Seven years ago, the monster called schizophrenia introduced itself to me through an auditory hallucination (a voice). At first, this voice was reassuring and calming. After a short while, it became apparent that this voice was a wolf in sheep's clothing. It wasn't a voice that reassured me or calmed me down anymore. It would stress me out, convince me that deluded beliefs were true, and it led me down a very dark path.
Throughout the next few years, more parts of the monster started making themselves apparent. More voices added to the original one. Deluded beliefs were more common than factual beliefs. The monster grew inside me and convinced me that I had to listen to it, rather than the voice of reason, the voice of sanity. Eventually, it tried to take my life. It convinced me that eating and drinking would kill my family. I came perilously close to death's door with this particular beast, but still I believed that the lies of the monster were facts, rather than evil falsehoods.

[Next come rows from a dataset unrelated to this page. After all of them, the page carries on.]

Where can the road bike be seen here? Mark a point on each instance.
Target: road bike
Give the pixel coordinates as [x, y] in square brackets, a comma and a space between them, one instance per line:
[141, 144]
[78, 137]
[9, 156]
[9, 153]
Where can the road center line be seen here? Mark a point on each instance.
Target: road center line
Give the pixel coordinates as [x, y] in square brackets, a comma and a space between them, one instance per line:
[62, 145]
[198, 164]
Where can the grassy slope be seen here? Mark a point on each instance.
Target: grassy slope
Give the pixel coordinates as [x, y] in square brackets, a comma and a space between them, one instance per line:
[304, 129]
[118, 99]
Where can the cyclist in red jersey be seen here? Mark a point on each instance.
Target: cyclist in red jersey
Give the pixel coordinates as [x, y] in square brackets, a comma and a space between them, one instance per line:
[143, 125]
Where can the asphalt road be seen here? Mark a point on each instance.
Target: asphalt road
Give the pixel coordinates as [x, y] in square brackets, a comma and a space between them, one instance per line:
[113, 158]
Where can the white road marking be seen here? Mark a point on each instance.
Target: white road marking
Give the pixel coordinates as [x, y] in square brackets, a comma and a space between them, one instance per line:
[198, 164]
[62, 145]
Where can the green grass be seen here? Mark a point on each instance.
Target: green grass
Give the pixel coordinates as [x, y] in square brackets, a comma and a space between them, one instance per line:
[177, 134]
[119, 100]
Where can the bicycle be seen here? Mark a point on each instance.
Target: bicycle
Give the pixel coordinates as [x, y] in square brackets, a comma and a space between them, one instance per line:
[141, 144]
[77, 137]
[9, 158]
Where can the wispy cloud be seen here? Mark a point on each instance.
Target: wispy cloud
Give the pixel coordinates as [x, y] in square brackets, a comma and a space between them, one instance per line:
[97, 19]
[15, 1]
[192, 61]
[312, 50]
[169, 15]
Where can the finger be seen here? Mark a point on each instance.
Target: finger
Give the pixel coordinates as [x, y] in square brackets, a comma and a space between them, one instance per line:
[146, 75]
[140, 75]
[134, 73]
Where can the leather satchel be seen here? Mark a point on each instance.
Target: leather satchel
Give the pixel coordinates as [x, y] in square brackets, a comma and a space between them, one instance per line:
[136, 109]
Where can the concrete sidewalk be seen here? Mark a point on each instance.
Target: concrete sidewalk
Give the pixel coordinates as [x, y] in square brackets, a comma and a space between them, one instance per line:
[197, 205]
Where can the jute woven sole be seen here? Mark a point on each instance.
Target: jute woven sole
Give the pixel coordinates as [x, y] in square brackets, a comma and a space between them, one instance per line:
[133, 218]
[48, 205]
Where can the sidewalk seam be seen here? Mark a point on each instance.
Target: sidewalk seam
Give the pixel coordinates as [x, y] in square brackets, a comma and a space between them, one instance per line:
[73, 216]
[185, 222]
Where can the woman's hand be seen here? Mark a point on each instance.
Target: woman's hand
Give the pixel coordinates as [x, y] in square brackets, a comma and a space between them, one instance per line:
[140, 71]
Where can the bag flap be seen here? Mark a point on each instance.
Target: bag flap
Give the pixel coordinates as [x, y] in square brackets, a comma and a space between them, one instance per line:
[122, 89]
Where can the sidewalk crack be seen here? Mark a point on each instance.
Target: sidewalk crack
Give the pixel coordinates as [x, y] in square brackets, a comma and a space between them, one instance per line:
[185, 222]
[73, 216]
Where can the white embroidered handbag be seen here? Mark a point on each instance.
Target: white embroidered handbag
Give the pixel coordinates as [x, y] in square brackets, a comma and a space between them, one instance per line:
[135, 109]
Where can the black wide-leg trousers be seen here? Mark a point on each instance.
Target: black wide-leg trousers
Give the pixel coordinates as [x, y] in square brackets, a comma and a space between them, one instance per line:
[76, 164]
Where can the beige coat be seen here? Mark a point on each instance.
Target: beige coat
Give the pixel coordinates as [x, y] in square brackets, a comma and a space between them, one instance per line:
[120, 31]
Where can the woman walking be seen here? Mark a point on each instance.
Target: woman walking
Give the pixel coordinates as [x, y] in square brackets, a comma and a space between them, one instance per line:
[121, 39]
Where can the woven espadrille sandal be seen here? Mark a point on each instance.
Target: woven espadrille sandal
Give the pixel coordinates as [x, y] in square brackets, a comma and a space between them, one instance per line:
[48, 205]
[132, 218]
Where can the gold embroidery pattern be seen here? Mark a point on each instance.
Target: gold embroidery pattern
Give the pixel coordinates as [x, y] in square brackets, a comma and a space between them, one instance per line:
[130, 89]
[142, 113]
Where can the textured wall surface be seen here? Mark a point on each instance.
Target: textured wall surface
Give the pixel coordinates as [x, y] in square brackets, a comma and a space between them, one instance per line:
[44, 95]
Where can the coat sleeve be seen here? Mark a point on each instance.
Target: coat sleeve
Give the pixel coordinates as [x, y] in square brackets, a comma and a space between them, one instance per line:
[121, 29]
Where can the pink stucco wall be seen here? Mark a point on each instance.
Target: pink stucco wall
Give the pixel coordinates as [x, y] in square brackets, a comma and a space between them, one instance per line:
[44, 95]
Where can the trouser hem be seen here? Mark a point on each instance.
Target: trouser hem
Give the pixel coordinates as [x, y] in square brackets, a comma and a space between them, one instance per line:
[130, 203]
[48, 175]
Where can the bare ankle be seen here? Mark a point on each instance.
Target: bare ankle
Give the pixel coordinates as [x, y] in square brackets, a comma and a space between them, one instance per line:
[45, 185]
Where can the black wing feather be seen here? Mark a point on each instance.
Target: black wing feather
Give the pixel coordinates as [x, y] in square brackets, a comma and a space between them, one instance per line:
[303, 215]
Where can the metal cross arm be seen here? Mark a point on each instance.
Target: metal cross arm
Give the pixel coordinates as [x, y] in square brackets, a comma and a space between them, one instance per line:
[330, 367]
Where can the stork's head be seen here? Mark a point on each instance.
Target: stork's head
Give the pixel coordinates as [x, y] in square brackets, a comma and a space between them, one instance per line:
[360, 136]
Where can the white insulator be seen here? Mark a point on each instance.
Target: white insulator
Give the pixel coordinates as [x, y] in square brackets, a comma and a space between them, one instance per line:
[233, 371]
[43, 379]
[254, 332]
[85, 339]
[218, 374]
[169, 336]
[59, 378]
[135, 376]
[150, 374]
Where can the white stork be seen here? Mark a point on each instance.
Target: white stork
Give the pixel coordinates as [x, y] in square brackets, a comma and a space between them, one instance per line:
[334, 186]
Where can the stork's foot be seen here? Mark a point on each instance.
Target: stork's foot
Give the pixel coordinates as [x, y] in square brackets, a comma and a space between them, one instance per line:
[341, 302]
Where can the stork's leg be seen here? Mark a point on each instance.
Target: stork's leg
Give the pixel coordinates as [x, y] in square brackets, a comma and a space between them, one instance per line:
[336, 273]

After four years of living with the monster, I finally found the tools to fight back. Talking therapy helped me to win the battle against the monster and for nearly three years, I lived a calmer life, free of the monster that tried so hard to destroy me. But I only won the battle against it. The war wasn't over.
The monster used more lies to try and get me back on its side again. Scarily quickly, I was back to listening to the monster and acting on beliefs that I wouldn't have given a moment's thought to a short while previously. Fortunately, the tools from the previous war were able to help me start to fight the monster, but this is still an ongoing battle. I don't know when I will finally win the war against my monster, but one thing's clear. This time round isn't going to be as difficult as the last battle.
Schizophrenia is like a monster that doesn't always die when defeated. It can be fought against and won first time round or it can be defeated numerous times. Tragically though, some are unable to defeat their schizophrenic monster at all and lose their battle against it.
People without schizophrenia are often afraid of those who fight the monster, but with the vast majority of sufferers, there is no reason to be scared. Many sufferers live in constant fear from their monster and act completely out of character because of this fear. We don't need shunning when we are like this. We just need a bit of help.
Granted, there are sufferers who are dangerous and are people to be feared, but they are a tiny minority. A very tiny minority. After all, with 1% of the population living with schizophrenia, meaning that there's around 620,000 sufferers in the UK alone, surely if schizophrenic meant dangerous, the world would be a much more perilous place?
And for what it's worth, my diagnosis is paranoid schizophrenia, the type most heard about on the news. It's only heard about more often because it's the most common subtype of schizophrenia. It also doesn't mean dangerous.
It just means that the sufferer is more likely to be very afraid of their monster.